恥ずかしいんですけど…そうですね(苦笑)。テレビでニュースをよく見ていましたけど、凄いことになっているなあと思っていました。

--では、続きの球歴を。

小浜中時代は『小浜ボーイズ』(現若狭ボーイズ)で投手兼捕手。打順は5番でした。3年の時に全国大会ベスト8でした。高校は福井県立若狭高です。

--県内の野球強豪校ではなく、地元の高校に進学した理由は?

中学時代のメンバーと『地元の高校を強くしよう』と話し合って若狭高に行くことを決めました。昔は若狭高も強くて、『古豪復活』ということで当時は盛り上がっていました。でも、『4番・キャッチャー』として挑んだ3年夏は県大会決勝で負けてしまいました。

乗替 寿朗

--その後進学した立命館大では、2年春から関西学生野球(※1)のリーグ戦デビュー。3年春からレギュラーとなり、その年の春秋ともにベストナインに輝きました。守備では、二塁送球が1.8秒と強肩ぶりを発揮!大学のホームページでは、憧れの選手で田淵幸一(元西武など)さんの名前を挙げていましたが。

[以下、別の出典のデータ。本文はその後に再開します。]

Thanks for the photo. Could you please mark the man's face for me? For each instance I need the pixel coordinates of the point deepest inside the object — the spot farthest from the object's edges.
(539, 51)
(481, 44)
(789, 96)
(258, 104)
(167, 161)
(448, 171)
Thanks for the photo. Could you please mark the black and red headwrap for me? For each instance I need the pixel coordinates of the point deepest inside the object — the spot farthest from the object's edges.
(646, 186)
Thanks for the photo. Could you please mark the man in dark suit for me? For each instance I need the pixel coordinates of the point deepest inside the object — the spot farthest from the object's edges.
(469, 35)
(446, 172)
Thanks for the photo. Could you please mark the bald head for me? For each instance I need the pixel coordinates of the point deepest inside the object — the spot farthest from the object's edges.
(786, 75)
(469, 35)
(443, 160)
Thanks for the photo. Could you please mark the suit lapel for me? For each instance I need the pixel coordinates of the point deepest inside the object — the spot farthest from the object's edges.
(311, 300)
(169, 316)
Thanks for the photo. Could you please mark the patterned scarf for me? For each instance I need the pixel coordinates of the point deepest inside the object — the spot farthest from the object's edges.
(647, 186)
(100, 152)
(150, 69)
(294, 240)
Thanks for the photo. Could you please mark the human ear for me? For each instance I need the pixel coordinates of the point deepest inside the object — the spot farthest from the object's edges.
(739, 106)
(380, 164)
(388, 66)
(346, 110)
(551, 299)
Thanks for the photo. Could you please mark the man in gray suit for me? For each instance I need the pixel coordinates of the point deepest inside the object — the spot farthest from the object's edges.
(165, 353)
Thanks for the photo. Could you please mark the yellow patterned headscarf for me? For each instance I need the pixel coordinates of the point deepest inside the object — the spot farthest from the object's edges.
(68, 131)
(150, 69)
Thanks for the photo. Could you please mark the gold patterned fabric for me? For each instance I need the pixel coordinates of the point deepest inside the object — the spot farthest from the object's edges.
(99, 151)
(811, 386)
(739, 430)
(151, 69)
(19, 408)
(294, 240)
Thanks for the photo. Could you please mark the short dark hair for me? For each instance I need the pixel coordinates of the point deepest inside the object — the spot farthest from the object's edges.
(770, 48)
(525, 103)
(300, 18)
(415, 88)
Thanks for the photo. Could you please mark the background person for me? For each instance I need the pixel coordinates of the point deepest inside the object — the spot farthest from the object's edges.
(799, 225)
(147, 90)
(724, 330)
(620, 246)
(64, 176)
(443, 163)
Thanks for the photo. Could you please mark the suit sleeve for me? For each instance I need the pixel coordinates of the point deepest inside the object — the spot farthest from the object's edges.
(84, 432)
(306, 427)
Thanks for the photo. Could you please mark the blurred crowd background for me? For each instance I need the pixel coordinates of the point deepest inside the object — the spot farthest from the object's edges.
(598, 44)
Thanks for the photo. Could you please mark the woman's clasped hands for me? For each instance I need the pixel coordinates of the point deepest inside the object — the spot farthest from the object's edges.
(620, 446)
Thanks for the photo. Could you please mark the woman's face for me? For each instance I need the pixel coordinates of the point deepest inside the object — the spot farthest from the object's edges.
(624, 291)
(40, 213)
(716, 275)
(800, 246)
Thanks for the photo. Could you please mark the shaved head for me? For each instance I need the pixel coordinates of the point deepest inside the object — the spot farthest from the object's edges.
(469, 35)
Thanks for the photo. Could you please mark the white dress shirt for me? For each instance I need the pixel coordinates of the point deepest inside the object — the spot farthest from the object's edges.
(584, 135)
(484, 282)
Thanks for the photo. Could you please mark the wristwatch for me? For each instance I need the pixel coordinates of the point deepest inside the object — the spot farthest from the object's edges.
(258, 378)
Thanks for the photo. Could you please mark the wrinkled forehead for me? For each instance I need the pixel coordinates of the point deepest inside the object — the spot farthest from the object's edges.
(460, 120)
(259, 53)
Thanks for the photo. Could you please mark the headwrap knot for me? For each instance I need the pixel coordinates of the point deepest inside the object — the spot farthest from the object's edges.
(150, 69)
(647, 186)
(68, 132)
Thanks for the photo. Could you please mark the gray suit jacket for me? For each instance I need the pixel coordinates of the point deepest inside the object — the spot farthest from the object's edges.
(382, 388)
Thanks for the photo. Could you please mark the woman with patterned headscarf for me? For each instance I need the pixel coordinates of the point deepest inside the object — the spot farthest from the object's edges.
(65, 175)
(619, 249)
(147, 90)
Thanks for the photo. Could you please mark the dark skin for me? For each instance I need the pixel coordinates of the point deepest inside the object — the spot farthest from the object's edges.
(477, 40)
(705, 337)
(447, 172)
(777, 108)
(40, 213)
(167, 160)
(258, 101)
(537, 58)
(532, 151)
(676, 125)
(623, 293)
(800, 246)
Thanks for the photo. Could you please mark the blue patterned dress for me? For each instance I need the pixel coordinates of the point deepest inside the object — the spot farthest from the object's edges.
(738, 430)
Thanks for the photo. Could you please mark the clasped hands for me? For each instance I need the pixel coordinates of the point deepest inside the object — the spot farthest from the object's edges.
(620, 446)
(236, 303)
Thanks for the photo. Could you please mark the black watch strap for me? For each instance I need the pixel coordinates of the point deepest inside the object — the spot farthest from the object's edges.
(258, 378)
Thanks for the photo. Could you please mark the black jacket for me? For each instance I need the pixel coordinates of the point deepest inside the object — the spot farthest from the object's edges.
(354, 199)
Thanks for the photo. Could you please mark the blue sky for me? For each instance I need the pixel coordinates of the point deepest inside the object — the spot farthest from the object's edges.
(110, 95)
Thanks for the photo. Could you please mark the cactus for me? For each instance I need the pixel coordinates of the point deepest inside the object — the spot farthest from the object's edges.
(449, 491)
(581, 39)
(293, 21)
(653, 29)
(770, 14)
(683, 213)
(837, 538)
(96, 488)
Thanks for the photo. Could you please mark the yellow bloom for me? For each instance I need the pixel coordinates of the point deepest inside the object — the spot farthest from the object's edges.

ちょうど大学の時に田淵さんのバッティングフォームをマネする事が流行っていただけで…(苦笑)。でも、打てる捕手は憧れますね。

--最後に今後の抱負をお願いします。

いずれはプロに行きたいという思いはありますが、今はとにかく社会人野球でいろんな経験を積んで、そこで得たものを人生に生かしていきたいと思っています。社会人野球には一発勝負の魅力や都市対抗という大きな大会があります。野球人として、それらの経験は絶対にプラスになると思っています。

--捕手としてのアピールポイントは? やはり肩ですか?

いやあ…肩は谷澤(恭平)のほうが凄いので。ビックリしますもん!谷澤の肩は。そんな谷澤に負けないようにするためにも、スローイングの正確性や捕球してからの速さをアピールしていきたいと思います。応援よろしくお願いします!

2009.03.09

※関西学生野球リーグとは
近畿大学・立命館大学・関西学院大学・同志社大学・関西大学・京都大学の6校から成り立つリーグ。